Substring with Concatenation of All Words
The key to this problem is that we can split the string s
into groups. Let's say the length
of word in word dictionary is l
, then we can first find start index with the string splited at
0, l, 2 * l, 3 * l, ...
. Then we move all these indexes one step forward and try to find
start index with words start at 1, l + 1, 2 * l + 1, 3 * l + 1, ...

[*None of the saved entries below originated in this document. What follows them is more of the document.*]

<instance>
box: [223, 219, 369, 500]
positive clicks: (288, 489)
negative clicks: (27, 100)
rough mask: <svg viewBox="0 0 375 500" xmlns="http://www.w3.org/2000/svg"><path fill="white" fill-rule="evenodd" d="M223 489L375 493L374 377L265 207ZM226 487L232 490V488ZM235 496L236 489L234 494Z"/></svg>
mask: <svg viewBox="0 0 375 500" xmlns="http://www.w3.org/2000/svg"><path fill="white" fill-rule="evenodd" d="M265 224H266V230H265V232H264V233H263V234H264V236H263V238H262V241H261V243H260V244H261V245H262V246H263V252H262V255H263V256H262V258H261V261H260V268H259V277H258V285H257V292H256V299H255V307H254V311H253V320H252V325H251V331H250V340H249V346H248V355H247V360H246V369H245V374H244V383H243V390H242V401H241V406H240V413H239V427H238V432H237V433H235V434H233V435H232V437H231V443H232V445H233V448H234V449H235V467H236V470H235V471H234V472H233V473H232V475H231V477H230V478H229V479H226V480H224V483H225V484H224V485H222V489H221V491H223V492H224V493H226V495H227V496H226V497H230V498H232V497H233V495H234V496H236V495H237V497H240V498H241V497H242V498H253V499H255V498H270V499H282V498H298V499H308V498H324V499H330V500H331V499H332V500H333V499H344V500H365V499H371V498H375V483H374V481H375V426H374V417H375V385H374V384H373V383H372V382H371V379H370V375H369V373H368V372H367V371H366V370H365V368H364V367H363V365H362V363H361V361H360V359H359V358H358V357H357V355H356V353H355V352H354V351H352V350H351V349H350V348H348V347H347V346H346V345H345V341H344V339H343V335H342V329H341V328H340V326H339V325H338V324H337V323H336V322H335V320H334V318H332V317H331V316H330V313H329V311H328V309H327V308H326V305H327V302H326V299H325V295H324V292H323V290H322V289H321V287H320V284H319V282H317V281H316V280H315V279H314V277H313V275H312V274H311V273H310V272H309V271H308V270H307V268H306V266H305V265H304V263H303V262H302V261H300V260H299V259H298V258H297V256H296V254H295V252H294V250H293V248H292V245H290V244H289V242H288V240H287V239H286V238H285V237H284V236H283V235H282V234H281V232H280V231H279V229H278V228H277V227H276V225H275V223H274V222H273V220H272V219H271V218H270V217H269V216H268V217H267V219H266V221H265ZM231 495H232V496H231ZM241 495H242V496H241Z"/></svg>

. We keep moving these indexes
until we meet l - 1, 2 * l - 1, 3 * l - 1, 4 * l - 1, ...
.
For each of these groups, we can apply sliding window method. Let a
and b
be two index,
we always keeps the words between a
and b
are in the dictionary and add a
to result if
substring between a
and b
is a concatenations of all words. As we will visit every index
in the string once so even we have two loops in the program, the time complexity will be
O(N).
public class SubstringWithConcatenationOfAllWords {
public List<Integer> findSubstring(String s, String[] words) {
ArrayList<Integer> result = new ArrayList<Integer>();
if (words.length == 0) return result;
int l = words[0].length();
int n = words.length;
if (l == 0) return result;
if (s.length() < l * n) return result;
HashMap<String, Integer> wordsCount = new HashMap<String, Integer>();
for (String w : words) {
if (wordsCount.containsKey(w)) {
wordsCount.put(w, wordsCount.get(w) + 1);
} else {
wordsCount.put(w, 1);
}
}
String[] splited = new String[s.length() - l + 1];
for (int i = 0; i < splited.length; i++) {
splited[i] = s.substring(i, i + l);
}
for (int i = 0; i < l; i++) {
int count = 0;
int a = i;
HashMap<String, Integer> partCount = new HashMap<String, Integer>();
for (int b = i; b < splited.length; b += l) {
String word = splited[b];
if (!wordsCount.containsKey(word)) {
a = b + l;
partCount.clear();
count = 0;
continue;
}
if (partCount.containsKey(word)) {
partCount.put(word, partCount.get(word) + 1);
count++;
} else {
partCount.put(word, 1);
count++;
}
while (partCount.get(word) > wordsCount.get(word)) {
String removeWord = splited[a];
partCount.put(removeWord, partCount.get(removeWord) - 1);
count--;
a += l;
}
if (count == words.length) {
result.add(a);
}
}
}
return result;
}
}